Uncovering Raw Data From Percentages
When organizations release data but redact or suppress certain parts of it, like information pertaining to small subgroups, some information they reveal can let viewers infer the information that was hidden. One of the things that can give away what they were trying to keep secret is percentages. If you have the percentage of a group that's in some category, and you also have the total size of that group (the denominator), it’s possible to derive the number in that category (the numerator). For instance, if you know that there are 10 people in a group, and 30% of them are employed, you can figure out that 3 of them are employed.
And this does happen. In a recent data release from the Office of the State Superintendent of Education (OSSE) in the District of Columbia of test scores at the school (and grade) level, it was possible to infer some redacted counts (numerators) by using the total count (or denominators, which were not intentionally given but could be determined), and the percentage variables.
But even without the denominator, can you use just the percentage to figure out both the numerator and the denominator? Sometimes! How often you'll be able to do that with redacted data is a function of two things: how much has the percentage been rounded and what is the possible range of the denominator - that is, how big might the total group be? In general, the bigger the denominator might be and the more rounded the percentage, the less this is something you need to worry about.
For instance, to go back to the DC standardized test data example, let’s say that we’re trying to figure out the number of students from a certain grade who passed a test, and also the total number of students in that grade who took it. We know that the denominator can’t be bigger than 100 because that’s the total number of students at the school who took the test. If the data is rounded to four digits (like .1056, or 10.56%), then about 45% of the time, we’ll be able to go from the percentage given to a numerator and denominator, because there will be only one possible combination of numbers that will give you that percentage. For instance, there is only one possible pair of integers with a denominator of 100 or below that will get you to 25.77%, 25.51%, 25.25%, or 99%.
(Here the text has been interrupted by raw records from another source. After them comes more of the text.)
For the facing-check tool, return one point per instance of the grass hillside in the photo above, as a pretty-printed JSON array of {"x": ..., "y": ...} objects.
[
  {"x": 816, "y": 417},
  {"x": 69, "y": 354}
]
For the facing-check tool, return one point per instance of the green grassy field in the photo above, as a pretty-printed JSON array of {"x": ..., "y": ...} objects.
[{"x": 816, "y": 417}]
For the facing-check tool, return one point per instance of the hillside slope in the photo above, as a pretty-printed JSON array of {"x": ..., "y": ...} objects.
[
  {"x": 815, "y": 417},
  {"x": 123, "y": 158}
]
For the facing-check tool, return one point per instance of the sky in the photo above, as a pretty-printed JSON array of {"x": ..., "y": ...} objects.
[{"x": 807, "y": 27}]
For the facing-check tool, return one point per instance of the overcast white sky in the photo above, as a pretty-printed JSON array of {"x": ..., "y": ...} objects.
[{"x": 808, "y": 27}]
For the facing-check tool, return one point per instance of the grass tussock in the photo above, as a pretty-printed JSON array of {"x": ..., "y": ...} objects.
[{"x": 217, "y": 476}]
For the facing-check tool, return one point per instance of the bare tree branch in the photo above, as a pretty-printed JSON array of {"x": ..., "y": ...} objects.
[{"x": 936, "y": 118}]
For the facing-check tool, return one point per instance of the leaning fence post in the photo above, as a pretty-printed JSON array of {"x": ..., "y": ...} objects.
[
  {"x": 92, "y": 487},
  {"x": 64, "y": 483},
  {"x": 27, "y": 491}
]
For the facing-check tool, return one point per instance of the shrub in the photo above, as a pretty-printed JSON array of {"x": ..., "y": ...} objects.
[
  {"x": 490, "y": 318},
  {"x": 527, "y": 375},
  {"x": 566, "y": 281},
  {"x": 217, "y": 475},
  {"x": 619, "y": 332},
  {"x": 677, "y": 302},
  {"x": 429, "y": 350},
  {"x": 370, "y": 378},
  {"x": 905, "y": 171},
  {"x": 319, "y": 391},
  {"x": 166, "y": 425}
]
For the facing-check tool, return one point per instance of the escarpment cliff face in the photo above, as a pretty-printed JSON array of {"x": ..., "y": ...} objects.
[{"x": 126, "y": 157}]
However, as the possible denominators (or total group sizes) get higher, it takes more digits to unredact data.
For instance, if the denominator might be as big as 1,000, we'd need six digits, like .105555 or 10.5555%, to be able to identify the numerator and denominator about 45% of the time. And you can't get higher than about 45% no matter how many digits you have access to because of equivalent fractions: one-third is the same as two-sixths or three-ninths no matter how precise your percentage is because that’s what the concept of ‘equivalent’ refers to.
The graph below shows the proportion of uniquely-identifiable fractions as a function of possible denominator size and number of digits. You can see that they all approach about 45%, but that the bigger your possible denominator is, the more digits it takes to get there.
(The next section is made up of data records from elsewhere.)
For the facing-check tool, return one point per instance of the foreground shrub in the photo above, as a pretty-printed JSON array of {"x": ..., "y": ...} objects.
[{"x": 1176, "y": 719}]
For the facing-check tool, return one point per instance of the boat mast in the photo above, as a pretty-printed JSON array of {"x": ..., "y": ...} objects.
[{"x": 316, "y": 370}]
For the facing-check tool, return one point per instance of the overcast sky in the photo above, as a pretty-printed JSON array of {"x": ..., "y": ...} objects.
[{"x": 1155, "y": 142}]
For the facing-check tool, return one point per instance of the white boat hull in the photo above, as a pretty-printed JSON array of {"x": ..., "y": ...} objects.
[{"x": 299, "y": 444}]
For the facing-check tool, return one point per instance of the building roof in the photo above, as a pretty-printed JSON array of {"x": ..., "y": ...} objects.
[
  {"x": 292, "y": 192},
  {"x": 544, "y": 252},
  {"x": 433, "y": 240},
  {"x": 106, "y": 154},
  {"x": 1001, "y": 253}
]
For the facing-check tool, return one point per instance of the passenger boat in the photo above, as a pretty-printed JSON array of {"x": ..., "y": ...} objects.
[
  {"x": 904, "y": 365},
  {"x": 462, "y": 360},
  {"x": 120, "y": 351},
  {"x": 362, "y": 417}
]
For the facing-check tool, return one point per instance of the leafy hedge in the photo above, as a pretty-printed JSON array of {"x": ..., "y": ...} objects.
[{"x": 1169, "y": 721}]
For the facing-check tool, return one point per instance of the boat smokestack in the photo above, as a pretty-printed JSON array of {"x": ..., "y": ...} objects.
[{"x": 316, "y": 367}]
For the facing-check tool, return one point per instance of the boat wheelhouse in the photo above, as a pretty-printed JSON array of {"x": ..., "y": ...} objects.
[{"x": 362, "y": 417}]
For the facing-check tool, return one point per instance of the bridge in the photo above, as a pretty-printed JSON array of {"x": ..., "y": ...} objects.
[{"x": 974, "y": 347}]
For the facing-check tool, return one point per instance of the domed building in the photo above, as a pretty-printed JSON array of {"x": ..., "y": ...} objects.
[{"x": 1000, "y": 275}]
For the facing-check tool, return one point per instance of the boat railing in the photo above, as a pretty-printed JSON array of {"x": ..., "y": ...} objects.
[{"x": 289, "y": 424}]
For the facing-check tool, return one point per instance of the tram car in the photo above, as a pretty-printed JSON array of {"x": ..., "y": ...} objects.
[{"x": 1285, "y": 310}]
So what if you want to display percentages but you don’t want anyone to be able to fill in the raw counts?
The first question to ask is the same question we should always ask for sharing data when there's a trade-off between utility and privacy or risk: what do we want people to be able to do with this data, and how would redacting it affect their ability to do that?
In some circumstances, the only way someone might use a percentage as precise as 10.5555% would be to un-redact data with it. In others, researchers might need that degree of precision to effectively run statistical tests, particularly if the percentages released for different subgroups are very close to each other. You should think through the possible range of usage when deciding how much precision to give.
And if you're not sure whether a specific percentage or series of percentages gives you away, test it before you release it! This code goes through how I derived these numbers and this graph and also has a function where you can input a numerator and denominator and find out to what degree you’re in danger of someone using its corresponding percentage to un-redact your data, depending on how many digits you give them.
More realistically, if there are three grades and so I know that the number of students per grade is between 20 and 40, it's the jump from two to three digits that takes your data from not identifiable to extremely identifiable. And because the possible denominator starts at 20 and not 1, we can surpass that 45% limit on identifiability. ↩︎